This reading group guide for Writing to Save a Life includes an introduction, discussion questions, and ideas for enhancing your book club. The suggested questions are intended to help your reading group find new and interesting angles and topics for your discussion. We hope that these ideas will enrich your conversation and increase your enjoyment of the book. Introduction In the process of researching civil rights martyr Emmett Till--a fourteen-year-old black boy who was beaten, mutilated, and murdered in 1955 in Mississippi for allegedly whistling at a white woman--John Edgar Wideman finds that Emmett''s father, Private Louis Till, was hanged in Italy in 1945 for rape and murder. Like Emmett Till, Wideman was fourteen in 1955; like Louis Till, Wideman''s father served in World War II. Struck by their similarities and the horror of Emmett and Louis''s stories, the author embarks on a search for the truth of Louis Till''s life and death. From gospel music documentaries to official court transcripts to a cemetery in Brittany, France, Wideman researches the circumstances of Louis''s life and simultaneously explores his own memories of growing up black in the 1940s and 1950s. Wideman imagines what life looked like from the perspectives of Emmett, Louis, and Emmett''s mother, Mamie Till, conjuring their voices to offer up the truth absent from official records.
Topics & Questions for Discussion 1. Why was Louis Till''s confidential service file leaked to the press two weeks before the grand jury convened to determine the fate of Emmett Till''s murderers? What effect do you think the file''s revelations had on the jury''s assumptions about Emmett? 2. How do the statistics on the racial breakdown of American soldiers executed after court martials in World War II found by Wideman influence his assumptions about Louis''s trial? 3. When Wideman receives Louis Till''s confidential file from the army, its pages aren''t numbered and they don''t describe the events of Louis''s life in order. Why do you think Wideman is driven to number the pages himself? What problem does he encounter when he tries to do so? 4. What does Wideman find in the Louis Till file about how the results of Louis''s court martial were authorized for release? Does the limited material that exists lead you to suspect there were correspondences setting the groundwork for the leak that weren''t included? 5. What contradictions does Wideman find in the testimony of the Italian residents of the house in which Louis and Fred A. McMurray, a black soldier and his supposed accomplice, allegedly raped two women and murdered one of them? Who was the third soldier at the scene on the night of the rapes, and why do you think he was not charged with a crime? 6.

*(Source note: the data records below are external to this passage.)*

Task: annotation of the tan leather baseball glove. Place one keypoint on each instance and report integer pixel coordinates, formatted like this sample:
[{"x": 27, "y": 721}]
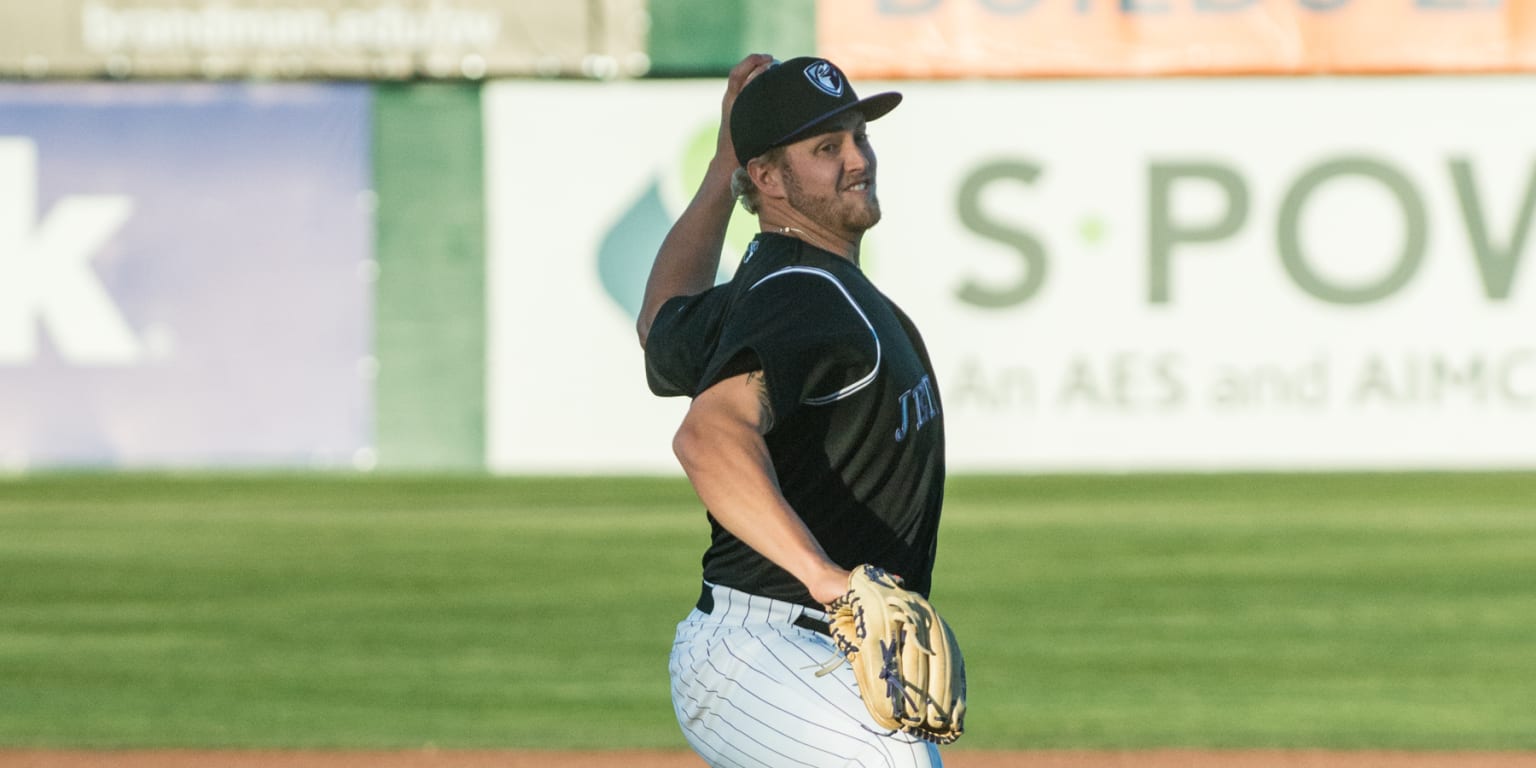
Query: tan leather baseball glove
[{"x": 910, "y": 670}]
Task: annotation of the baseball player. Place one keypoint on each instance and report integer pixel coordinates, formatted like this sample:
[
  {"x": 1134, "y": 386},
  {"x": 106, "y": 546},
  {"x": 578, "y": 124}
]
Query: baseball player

Is Wideman surprised by the desolation he finds when he travels to Promiseland, South Carolina, his father''s birthplace, to visit the graves of his father''s family? What does the crumbling settlement signify to him? 7. Why did Wideman, as a child, repeatedly decline to visit his grandfather in Virginia despite his grandfather''s eagerness to host him? Would you have made the same decision? 8. When Wideman abandons the book he is writing about Emmett Till, he defines his new project as his "yearning to make some sense out of the American darkness that disconnects colored fathers from sons" (page 17). How does his narrative go about accomplishing this ambitious goal? 9. Throughout Writing to Save a Life Wideman focuses on the process in which he writes the book, describing how he came to Louis Till''s story and how researching it changed him. How does the focus on process affect your reading experience? 10. Wideman''s approach to discovering what truly happened to Louis Till "assume[s] certain prerogatives" by "allowing [his] fiction to enter other people''s true stories" (page 34). He imagines the motivations and thoughts of his subjects as he provides factual context about the social and economic conditions in which they lived.
How does taking these licenses reflect that the Louis Till file itself, though narrated in an objective tone, in fact "writes fiction" (page 113)? Enhance Your Book Club 1. Wideman feels he has an added connection with Louis Till because his father served in the army during the same year. Does anyone in your book club have a parent or grandparent who served in or lived through World War II? Discuss the experiences they shared about that time. 2. Wideman believes the train station where Emmett''s body was returned to his mother may have been the one in which gospel legend Willie Mae Ford appears in the documentary Say Amen, Somebody . Watch the documentary and find the scene. How does knowing the story of Emmett change the impression it makes?.